Die Klägerin war in den letzten zehn Jahren vor der Beendigung ihrer unbeschränkten Steuerpflicht im Jahre 1970 als Deutsche mindestens fünf Jahre unbeschränkt steuerpflichtig; denn sie war bis dahin ununterbrochen unbeschränkt steuerpflichtig. Die Klägerin hatte im Streitjahr wirtschaftliche Interessen im Geltungsbereich des AStG. Ihre Einkünfte, die bei unbeschränkter Steuerpflicht nicht ausländische Einkünfte i.S. des § 34c Abs.1 EStG sind, betragen im Streitjahr mehr als 30 v.H. ihrer sämtlichen Einkünfte (§ 2 Abs.3 Nr.2 AStG). Bei den Einkünften aus Vermietung und Verpachtung aus einem Grundstück in H handelt es sich nicht um ausländische Einkünfte i.S. des § 34c Abs.1 EStG; sie betrugen 40 092 DM und damit mehr als 35 295 DM (30 v.H. der gesamten Einkünfte von 117 650 DM). Das Streitjahr 1972 liegt auch innerhalb des Zeitraums, der mit dem Ablauf des 10. Jahres nach dem Ende des Jahres endet, in dem die unbeschränkte Steuerpflicht weggefallen ist.

2. Der Besteuerung gemäß § 2 AStG steht der Beschluß des Bundesverfassungsgerichts (BVerfG) vom 14.Mai 1986 2 BvL 2/83 (BStBl II 1986, 628) wegen des Verlustabzugs gemäß § 10d EStG aus dem Jahre 1971 nicht entgegen. Nach dem Beschluß des BVerfG ist § 20 Abs.1 Buchst.a AStG insoweit nichtig, als die Vorschrift die Anwendung des § 2 Abs.1 und Abs.5 Satz 2 AStG auf die vom 1.Januar 1972 bis zum 21.Juni 1972 (einschließlich) zugeflossenen Einkünfte solcher Personen anordnet, bei denen nach der ursprünglich maßgebenden Rechtslage entweder in dieser Zeit nur die beschränkte Einkommensteuerpflicht des § 1 Abs.2 EStG 1971 bestanden hat und diese Pflicht vor dem 22.Juni 1972 jedenfalls für das Kalenderjahr 1972 ersatzlos geendet hat oder in dieser Zeit überhaupt eine Einkommensteuerpflicht nicht bestanden hat und eine solche Pflicht auch nicht im restlichen Kalenderjahr 1972 noch entstanden wäre.

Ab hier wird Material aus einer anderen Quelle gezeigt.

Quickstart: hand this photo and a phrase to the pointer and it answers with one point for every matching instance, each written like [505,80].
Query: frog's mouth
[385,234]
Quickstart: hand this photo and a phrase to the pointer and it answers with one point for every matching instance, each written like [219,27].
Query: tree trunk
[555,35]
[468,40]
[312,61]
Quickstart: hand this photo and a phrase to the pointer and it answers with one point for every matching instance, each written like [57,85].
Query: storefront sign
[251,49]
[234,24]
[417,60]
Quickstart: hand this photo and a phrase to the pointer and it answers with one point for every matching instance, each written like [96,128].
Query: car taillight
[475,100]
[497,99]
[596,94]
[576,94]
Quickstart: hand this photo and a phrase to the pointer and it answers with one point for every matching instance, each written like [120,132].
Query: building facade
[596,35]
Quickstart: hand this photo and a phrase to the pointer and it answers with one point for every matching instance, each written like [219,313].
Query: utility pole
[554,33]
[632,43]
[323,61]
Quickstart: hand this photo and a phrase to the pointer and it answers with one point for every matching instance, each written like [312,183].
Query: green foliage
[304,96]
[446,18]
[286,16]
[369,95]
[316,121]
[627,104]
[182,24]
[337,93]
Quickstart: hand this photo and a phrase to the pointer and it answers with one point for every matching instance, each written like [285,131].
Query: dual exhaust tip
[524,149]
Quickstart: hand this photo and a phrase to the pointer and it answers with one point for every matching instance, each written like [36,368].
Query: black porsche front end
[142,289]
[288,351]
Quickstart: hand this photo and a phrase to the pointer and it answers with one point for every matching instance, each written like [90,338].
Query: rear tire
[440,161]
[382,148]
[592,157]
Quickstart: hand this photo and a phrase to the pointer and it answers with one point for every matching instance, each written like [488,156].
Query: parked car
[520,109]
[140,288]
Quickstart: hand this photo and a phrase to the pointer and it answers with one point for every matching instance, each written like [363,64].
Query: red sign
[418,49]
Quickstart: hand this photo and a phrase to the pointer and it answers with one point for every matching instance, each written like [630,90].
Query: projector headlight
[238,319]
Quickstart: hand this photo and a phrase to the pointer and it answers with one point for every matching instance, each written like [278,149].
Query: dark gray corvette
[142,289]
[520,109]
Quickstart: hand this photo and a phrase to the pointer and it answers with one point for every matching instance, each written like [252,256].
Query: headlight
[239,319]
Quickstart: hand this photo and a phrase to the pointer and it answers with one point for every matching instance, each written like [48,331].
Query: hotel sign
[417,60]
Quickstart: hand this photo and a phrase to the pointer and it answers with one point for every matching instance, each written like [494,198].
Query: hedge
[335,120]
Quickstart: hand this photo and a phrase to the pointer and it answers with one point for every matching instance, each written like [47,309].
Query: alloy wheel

Aufgrund des Verlustabzugs ist nicht davon auszugehen, daß bei der Klägerin nach der ursprünglich maßgebenden Rechtslage in dem Zeitraum zwischen dem 1.Januar 1972 und dem 21.Juni 1972 überhaupt keine Einkommensteuerpflicht bestanden hat. Maßgebend für die teilweise Verfassungswidrigkeit des § 20 Abs.1 Buchst.a AStG ist der Gesichtspunkt, daß die Änderung der ursprünglichen Rechtslage nur unbedenklich ist, soweit der Steuerpflichtige in dem maßgebenden Zeitraum einen Inlandsbezug in Form inländischer Einkünfte hat, die zur beschränkten Steuerpflicht führen.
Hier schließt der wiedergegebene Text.